A weighted moving average is a technique that can be used to smooth out time series data to reduce the “noise” in the data and more easily identify patterns and trends.
The whole idea behind a weighted moving average is to take the average of a certain number of previous periods to come up with an “average” value for a given period, while giving more weight to more recent time periods.
In this tutorial, we show how to find weighted moving averages for time series data in Excel.
Example: Weighted Moving Averages in Excel
Suppose we have the following dataset that shows the sales for a certain company during 10 periods:
We can perform the following steps to calculated weighted moving averages for this time period:
Step 1: Decide how many previous periods to include in the weighted moving average calculation.
We’ll use three periods for this example.
Step 2: Decide what weights to assign each period.
We’ll assign the weights as follows:
- 0.5 for the current period
- 0.3 for the previous period
- 0.2 for two periods back
Note that the total weights must add up to 1.
Step 3: Calculate the weighted moving average for each period.
In the image below, column C shows the weighted moving average (WMA) for time period 3 and column D shows the formula we used to calculate it:
We can use a similar formula to find the weighted moving average for every time period:
If we create a line chart to visualize the actual sales vs. the weighted moving average, we’ll notice that the WMA line is more smooth with less peaks and valleys. This is the whole idea behind a weighed moving average – it allows us to see the true underlying trend of the data without the extra noise.
Making Adjustments to the Weighted Moving Average
There are two numbers you can adjust that will lead to different weighted moving average calculations:
The number of previous periods used. In our example we used three previous periods to calculate the weighted moving averages, but we could have chosen 4, 5, 6, etc. As a rule of thumb, the more periods you use in your calculations, the smoother the weighed moving average line will be.
The weights assigned to each period. In our example we assigned the weights as 0.5, 0.3, and 0.2, but we could have chosen any combination of weights as long as they added up to 1. As a rule of thumb, the more weight you give to the most current period, the less smooth the weighted moving average line will be.

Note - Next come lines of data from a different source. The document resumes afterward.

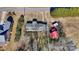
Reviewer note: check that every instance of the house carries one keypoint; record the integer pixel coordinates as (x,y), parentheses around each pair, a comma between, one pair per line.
(4,28)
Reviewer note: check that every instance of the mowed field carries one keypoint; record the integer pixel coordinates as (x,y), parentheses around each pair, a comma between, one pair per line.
(70,26)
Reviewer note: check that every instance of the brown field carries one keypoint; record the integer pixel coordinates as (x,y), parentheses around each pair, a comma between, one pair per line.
(70,26)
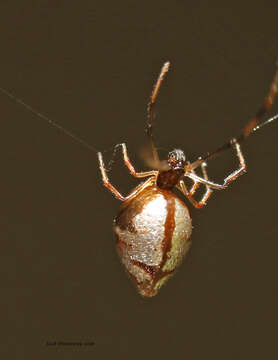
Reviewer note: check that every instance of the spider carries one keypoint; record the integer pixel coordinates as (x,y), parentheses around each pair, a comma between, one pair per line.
(153,226)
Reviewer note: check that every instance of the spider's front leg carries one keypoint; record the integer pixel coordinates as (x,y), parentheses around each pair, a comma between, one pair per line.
(233,176)
(189,194)
(140,187)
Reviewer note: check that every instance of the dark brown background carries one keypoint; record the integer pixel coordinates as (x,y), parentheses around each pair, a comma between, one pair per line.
(91,67)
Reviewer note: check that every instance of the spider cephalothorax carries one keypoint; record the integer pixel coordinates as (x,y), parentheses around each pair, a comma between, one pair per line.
(176,159)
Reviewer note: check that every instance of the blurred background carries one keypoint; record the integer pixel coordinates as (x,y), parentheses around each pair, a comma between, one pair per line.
(91,67)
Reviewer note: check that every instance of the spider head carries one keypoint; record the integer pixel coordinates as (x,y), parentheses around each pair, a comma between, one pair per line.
(176,159)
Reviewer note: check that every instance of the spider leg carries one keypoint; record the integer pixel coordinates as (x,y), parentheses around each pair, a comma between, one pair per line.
(233,176)
(131,168)
(110,187)
(189,194)
(151,105)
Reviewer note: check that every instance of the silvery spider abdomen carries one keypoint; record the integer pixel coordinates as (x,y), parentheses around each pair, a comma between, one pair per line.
(153,231)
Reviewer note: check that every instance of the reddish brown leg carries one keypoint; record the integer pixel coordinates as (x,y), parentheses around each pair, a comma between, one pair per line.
(233,176)
(118,195)
(156,88)
(131,168)
(189,194)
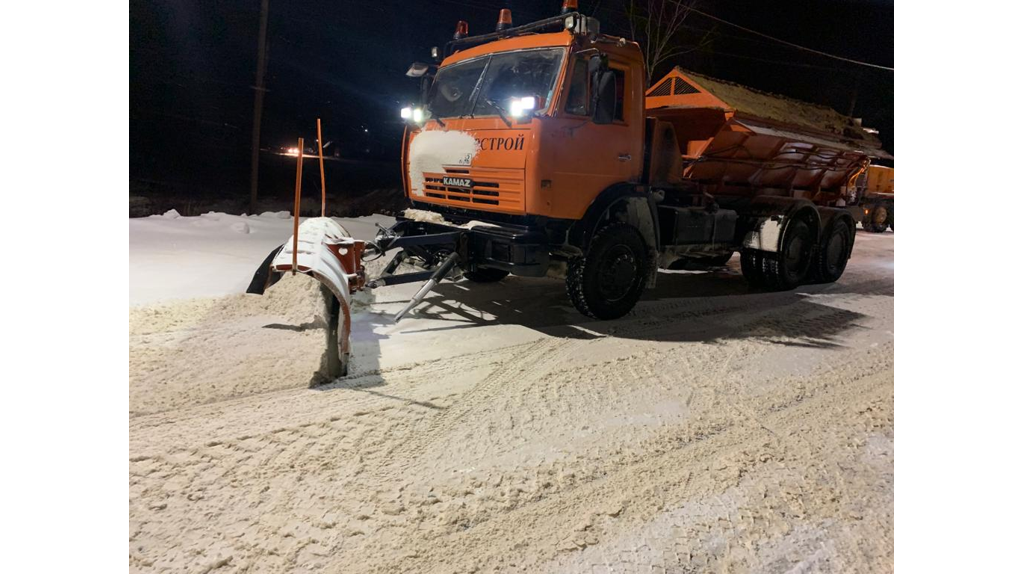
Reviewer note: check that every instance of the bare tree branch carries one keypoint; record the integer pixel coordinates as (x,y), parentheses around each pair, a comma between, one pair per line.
(655,25)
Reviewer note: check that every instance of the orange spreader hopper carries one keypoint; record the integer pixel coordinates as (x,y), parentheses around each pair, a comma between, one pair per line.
(734,138)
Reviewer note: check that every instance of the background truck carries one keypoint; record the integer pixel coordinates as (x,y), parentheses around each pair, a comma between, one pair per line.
(873,189)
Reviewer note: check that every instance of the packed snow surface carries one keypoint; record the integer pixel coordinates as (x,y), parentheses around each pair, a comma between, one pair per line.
(495,429)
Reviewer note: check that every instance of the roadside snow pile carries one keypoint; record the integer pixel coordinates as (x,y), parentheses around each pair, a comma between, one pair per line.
(172,257)
(425,216)
(263,343)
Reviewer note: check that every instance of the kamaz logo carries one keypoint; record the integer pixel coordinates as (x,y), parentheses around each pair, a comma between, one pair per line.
(464,182)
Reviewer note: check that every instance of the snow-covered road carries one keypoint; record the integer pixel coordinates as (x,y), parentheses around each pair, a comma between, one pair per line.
(714,429)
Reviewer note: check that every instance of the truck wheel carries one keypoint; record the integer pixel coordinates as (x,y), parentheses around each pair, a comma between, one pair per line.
(607,281)
(788,267)
(834,253)
(877,219)
(485,275)
(751,264)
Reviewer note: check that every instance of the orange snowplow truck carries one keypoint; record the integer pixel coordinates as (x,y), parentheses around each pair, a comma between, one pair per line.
(538,150)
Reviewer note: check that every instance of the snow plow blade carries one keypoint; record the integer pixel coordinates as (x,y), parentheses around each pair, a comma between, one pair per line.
(325,251)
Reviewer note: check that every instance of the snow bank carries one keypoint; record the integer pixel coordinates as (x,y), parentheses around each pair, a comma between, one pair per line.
(172,257)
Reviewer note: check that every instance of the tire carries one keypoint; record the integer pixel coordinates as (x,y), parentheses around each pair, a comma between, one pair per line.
(485,275)
(834,253)
(335,362)
(607,282)
(751,265)
(792,265)
(877,220)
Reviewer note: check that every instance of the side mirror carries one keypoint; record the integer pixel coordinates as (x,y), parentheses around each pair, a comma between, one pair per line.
(604,97)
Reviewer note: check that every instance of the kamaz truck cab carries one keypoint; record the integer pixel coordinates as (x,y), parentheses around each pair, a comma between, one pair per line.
(539,150)
(531,132)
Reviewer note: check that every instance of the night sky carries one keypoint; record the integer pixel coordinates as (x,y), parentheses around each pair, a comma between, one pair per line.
(193,67)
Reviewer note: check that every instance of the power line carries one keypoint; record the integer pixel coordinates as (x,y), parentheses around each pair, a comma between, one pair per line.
(791,44)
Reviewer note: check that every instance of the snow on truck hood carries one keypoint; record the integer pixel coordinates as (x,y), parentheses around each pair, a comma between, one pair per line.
(431,150)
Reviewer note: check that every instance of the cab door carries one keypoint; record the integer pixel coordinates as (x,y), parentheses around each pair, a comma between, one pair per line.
(591,158)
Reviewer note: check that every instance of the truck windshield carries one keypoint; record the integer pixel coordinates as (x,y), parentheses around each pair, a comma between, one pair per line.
(464,88)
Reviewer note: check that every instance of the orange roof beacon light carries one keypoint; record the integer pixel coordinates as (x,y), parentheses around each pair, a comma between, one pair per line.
(504,19)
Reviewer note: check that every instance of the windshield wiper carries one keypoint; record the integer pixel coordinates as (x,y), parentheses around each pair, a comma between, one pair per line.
(501,111)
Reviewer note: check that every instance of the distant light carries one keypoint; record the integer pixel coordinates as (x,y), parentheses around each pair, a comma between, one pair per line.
(520,105)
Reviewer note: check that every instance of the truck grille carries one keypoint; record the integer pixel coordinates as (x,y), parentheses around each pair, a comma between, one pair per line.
(493,189)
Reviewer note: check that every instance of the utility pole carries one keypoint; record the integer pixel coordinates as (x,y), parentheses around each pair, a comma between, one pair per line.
(258,105)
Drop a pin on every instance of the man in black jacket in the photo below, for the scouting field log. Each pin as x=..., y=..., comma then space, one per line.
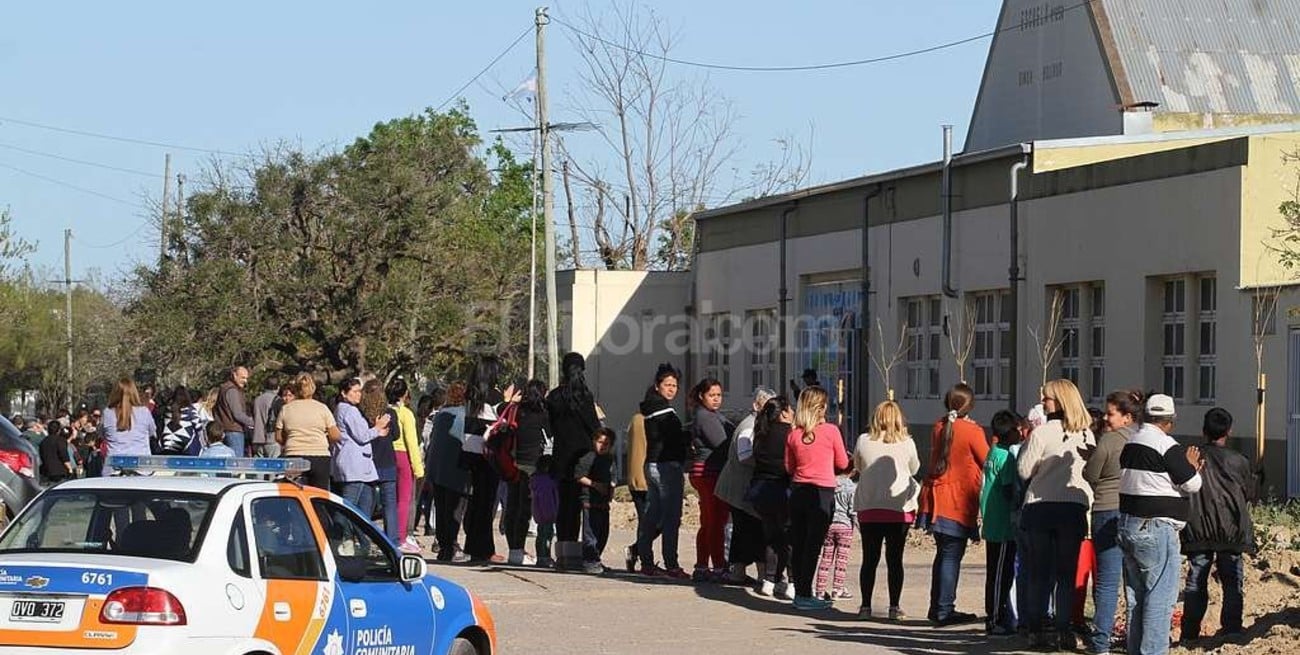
x=1218, y=529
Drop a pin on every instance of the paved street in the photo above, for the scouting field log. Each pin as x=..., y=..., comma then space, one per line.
x=542, y=611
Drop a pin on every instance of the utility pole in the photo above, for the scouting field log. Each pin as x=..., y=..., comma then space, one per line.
x=568, y=199
x=167, y=192
x=68, y=308
x=532, y=272
x=544, y=128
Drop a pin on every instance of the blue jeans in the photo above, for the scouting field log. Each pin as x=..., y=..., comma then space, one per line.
x=1196, y=594
x=235, y=442
x=1054, y=532
x=943, y=577
x=362, y=495
x=664, y=488
x=1152, y=567
x=1105, y=578
x=389, y=498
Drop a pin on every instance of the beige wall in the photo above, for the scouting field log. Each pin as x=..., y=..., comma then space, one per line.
x=1270, y=178
x=620, y=321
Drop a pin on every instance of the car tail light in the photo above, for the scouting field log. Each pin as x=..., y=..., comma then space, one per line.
x=18, y=462
x=142, y=606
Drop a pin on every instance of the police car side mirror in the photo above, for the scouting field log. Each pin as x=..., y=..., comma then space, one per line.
x=412, y=568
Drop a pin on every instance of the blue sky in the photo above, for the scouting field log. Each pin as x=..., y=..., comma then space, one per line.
x=238, y=74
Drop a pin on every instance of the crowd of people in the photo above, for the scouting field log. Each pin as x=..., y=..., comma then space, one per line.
x=1058, y=497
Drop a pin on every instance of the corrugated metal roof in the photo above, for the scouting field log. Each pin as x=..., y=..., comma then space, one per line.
x=1210, y=56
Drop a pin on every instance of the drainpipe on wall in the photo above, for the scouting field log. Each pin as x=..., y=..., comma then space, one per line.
x=863, y=363
x=1014, y=276
x=783, y=298
x=947, y=203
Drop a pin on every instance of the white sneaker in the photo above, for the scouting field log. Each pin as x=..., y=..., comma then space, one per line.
x=785, y=590
x=520, y=559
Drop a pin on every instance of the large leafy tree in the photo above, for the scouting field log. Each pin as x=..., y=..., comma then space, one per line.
x=404, y=251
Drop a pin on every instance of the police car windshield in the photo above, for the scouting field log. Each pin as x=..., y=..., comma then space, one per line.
x=143, y=524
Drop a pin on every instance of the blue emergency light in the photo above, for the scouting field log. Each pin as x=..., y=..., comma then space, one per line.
x=187, y=464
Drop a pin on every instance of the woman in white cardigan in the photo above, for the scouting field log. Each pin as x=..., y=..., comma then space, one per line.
x=887, y=463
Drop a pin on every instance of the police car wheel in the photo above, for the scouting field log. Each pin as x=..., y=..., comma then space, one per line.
x=462, y=646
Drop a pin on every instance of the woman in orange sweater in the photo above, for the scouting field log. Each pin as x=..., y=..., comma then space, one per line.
x=949, y=499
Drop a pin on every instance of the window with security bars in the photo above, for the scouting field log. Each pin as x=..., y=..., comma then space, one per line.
x=761, y=326
x=1173, y=322
x=1097, y=342
x=922, y=326
x=1083, y=337
x=718, y=343
x=991, y=354
x=1207, y=342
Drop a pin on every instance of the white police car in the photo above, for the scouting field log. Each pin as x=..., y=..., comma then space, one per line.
x=183, y=564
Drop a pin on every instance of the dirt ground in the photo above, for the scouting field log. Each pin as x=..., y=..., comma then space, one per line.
x=544, y=611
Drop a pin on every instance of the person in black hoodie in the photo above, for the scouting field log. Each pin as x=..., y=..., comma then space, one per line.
x=532, y=439
x=482, y=400
x=666, y=454
x=710, y=441
x=573, y=420
x=1218, y=529
x=768, y=490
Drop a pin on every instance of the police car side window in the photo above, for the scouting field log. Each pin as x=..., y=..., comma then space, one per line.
x=286, y=547
x=358, y=547
x=237, y=549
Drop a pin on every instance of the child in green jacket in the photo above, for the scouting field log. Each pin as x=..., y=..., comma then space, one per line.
x=997, y=503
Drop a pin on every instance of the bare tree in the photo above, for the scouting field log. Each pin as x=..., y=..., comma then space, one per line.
x=962, y=338
x=1047, y=337
x=668, y=142
x=885, y=361
x=1262, y=312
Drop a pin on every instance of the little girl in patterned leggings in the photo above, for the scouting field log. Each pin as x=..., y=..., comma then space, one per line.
x=839, y=543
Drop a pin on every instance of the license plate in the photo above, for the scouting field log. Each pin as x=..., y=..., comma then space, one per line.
x=37, y=611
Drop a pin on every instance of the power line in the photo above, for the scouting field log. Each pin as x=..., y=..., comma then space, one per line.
x=69, y=185
x=801, y=68
x=107, y=166
x=481, y=73
x=124, y=239
x=124, y=139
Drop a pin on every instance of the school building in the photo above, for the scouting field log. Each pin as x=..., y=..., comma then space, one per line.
x=1112, y=218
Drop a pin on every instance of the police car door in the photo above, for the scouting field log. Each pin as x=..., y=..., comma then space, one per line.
x=385, y=614
x=299, y=608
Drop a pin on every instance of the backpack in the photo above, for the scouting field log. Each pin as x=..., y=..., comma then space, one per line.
x=499, y=443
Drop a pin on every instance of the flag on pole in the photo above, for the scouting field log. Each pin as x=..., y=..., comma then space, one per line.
x=527, y=87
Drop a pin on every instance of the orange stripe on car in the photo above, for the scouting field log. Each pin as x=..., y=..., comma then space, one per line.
x=482, y=617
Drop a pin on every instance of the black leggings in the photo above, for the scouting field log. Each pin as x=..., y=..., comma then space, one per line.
x=810, y=517
x=447, y=511
x=568, y=521
x=480, y=543
x=774, y=512
x=519, y=511
x=317, y=476
x=893, y=537
x=746, y=545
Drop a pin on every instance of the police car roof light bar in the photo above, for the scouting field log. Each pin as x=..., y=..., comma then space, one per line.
x=187, y=464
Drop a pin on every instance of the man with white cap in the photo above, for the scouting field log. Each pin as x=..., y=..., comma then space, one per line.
x=1157, y=477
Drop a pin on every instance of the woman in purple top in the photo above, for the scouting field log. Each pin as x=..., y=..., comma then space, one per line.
x=352, y=456
x=128, y=424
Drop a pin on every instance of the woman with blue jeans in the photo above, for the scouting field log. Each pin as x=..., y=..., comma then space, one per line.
x=375, y=404
x=352, y=455
x=1157, y=477
x=1103, y=475
x=666, y=451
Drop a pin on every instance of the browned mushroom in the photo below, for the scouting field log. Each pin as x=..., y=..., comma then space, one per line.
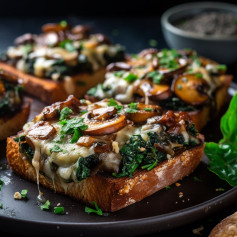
x=144, y=112
x=41, y=130
x=119, y=66
x=55, y=27
x=98, y=128
x=25, y=39
x=191, y=89
x=152, y=90
x=52, y=111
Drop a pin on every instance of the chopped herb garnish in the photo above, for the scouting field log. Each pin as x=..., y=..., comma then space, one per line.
x=199, y=75
x=220, y=189
x=132, y=108
x=222, y=67
x=64, y=113
x=195, y=178
x=68, y=45
x=119, y=73
x=97, y=210
x=45, y=206
x=80, y=83
x=130, y=78
x=179, y=87
x=24, y=193
x=113, y=103
x=55, y=148
x=156, y=76
x=63, y=23
x=59, y=210
x=153, y=43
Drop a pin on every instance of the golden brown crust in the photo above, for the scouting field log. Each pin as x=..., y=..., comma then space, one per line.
x=203, y=116
x=50, y=91
x=112, y=194
x=226, y=228
x=11, y=125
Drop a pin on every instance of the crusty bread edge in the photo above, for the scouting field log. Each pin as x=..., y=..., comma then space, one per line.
x=10, y=125
x=112, y=194
x=49, y=91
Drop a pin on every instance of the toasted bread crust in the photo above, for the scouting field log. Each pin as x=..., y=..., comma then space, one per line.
x=112, y=194
x=50, y=91
x=226, y=228
x=203, y=116
x=10, y=125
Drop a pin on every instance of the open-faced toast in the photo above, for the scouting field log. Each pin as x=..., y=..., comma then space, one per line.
x=60, y=61
x=14, y=110
x=105, y=152
x=176, y=80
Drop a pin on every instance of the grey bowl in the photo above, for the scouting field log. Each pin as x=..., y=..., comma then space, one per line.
x=223, y=49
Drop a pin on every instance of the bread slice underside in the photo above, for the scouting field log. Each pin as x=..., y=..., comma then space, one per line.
x=110, y=193
x=50, y=91
x=10, y=125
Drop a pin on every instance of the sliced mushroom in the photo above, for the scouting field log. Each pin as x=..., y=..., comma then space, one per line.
x=119, y=66
x=55, y=27
x=52, y=111
x=58, y=53
x=41, y=130
x=141, y=115
x=191, y=89
x=98, y=128
x=25, y=39
x=153, y=91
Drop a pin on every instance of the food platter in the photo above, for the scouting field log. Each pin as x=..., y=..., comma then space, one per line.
x=199, y=195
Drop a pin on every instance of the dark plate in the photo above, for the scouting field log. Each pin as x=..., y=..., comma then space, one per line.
x=164, y=210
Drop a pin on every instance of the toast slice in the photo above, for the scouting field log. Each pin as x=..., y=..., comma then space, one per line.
x=60, y=61
x=49, y=91
x=177, y=80
x=105, y=152
x=112, y=194
x=10, y=125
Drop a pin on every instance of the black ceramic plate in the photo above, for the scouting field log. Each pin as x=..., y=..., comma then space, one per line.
x=203, y=194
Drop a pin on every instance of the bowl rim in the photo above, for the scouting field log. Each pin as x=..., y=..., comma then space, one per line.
x=196, y=5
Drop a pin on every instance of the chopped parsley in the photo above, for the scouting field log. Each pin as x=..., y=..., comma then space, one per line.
x=55, y=148
x=24, y=193
x=113, y=103
x=68, y=45
x=222, y=67
x=119, y=73
x=199, y=75
x=45, y=206
x=156, y=76
x=64, y=113
x=73, y=126
x=97, y=210
x=130, y=78
x=132, y=108
x=59, y=210
x=153, y=43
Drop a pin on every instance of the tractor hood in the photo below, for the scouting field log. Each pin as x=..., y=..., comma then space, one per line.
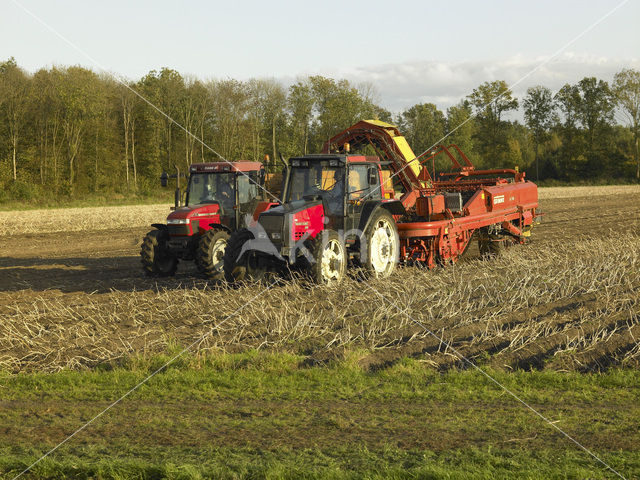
x=195, y=211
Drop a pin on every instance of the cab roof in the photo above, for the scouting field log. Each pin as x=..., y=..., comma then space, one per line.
x=225, y=167
x=340, y=157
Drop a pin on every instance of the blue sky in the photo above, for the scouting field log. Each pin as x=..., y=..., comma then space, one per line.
x=410, y=51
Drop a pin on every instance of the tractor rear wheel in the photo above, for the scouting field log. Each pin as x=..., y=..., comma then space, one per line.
x=330, y=258
x=382, y=245
x=242, y=265
x=156, y=259
x=210, y=253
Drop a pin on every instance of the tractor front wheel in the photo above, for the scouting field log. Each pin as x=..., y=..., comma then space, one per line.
x=156, y=259
x=210, y=253
x=382, y=242
x=330, y=258
x=240, y=262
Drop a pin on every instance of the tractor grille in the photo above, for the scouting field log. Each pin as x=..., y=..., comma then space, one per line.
x=179, y=230
x=271, y=223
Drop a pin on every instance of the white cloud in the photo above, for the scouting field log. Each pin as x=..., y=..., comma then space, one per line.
x=401, y=85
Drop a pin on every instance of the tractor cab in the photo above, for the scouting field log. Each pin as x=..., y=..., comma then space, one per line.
x=221, y=192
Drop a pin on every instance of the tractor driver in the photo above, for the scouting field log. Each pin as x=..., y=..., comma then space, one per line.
x=333, y=193
x=226, y=196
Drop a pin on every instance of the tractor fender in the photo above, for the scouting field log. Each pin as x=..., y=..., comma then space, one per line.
x=394, y=207
x=219, y=226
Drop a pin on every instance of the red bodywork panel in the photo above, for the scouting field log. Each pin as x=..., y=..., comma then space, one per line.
x=262, y=207
x=226, y=167
x=202, y=216
x=309, y=220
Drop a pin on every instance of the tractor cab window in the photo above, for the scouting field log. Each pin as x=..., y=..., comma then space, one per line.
x=211, y=187
x=361, y=185
x=248, y=192
x=319, y=177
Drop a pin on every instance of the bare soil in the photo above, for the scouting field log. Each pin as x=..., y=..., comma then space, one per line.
x=78, y=299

To illustrate this, consider if we again used three periods for our WMA calculation but instead used the following weights:
- 0.7 for the current period
- 0.2 for the previous period
- 0.1 for two periods back
Since we gave so much weight to the current time period, the weighted moving average line would be less smooth and more closely resemble the actual sales line:
Simple Moving Averages vs. Weighted Moving Averages
A simple moving average is a way to calculate a moving average in which all time periods used in the calculation are given the same weight.
For example, if you use three time periods to calculate the moving average then the weight given to each time period would be 0.333. Or if you use four time periods to calculate the moving average then the weight given to each period would be 0.25.
A simple moving average is more straightforward to calculate, but the benefit of using a weighted moving average is that you can assign higher weights to more recent periods. This is useful if your data is trending in a certain direction and you want to get a more accurate idea of the trend.
For example, suppose you’re calculating the weighted moving average for points scored by a basketball player who is getting better and better as the season goes on.
Using a five-game moving average, you would want to place more weight on the points scored in their most recent game so that you can get a more accurate idea of how many points they’re expected to score.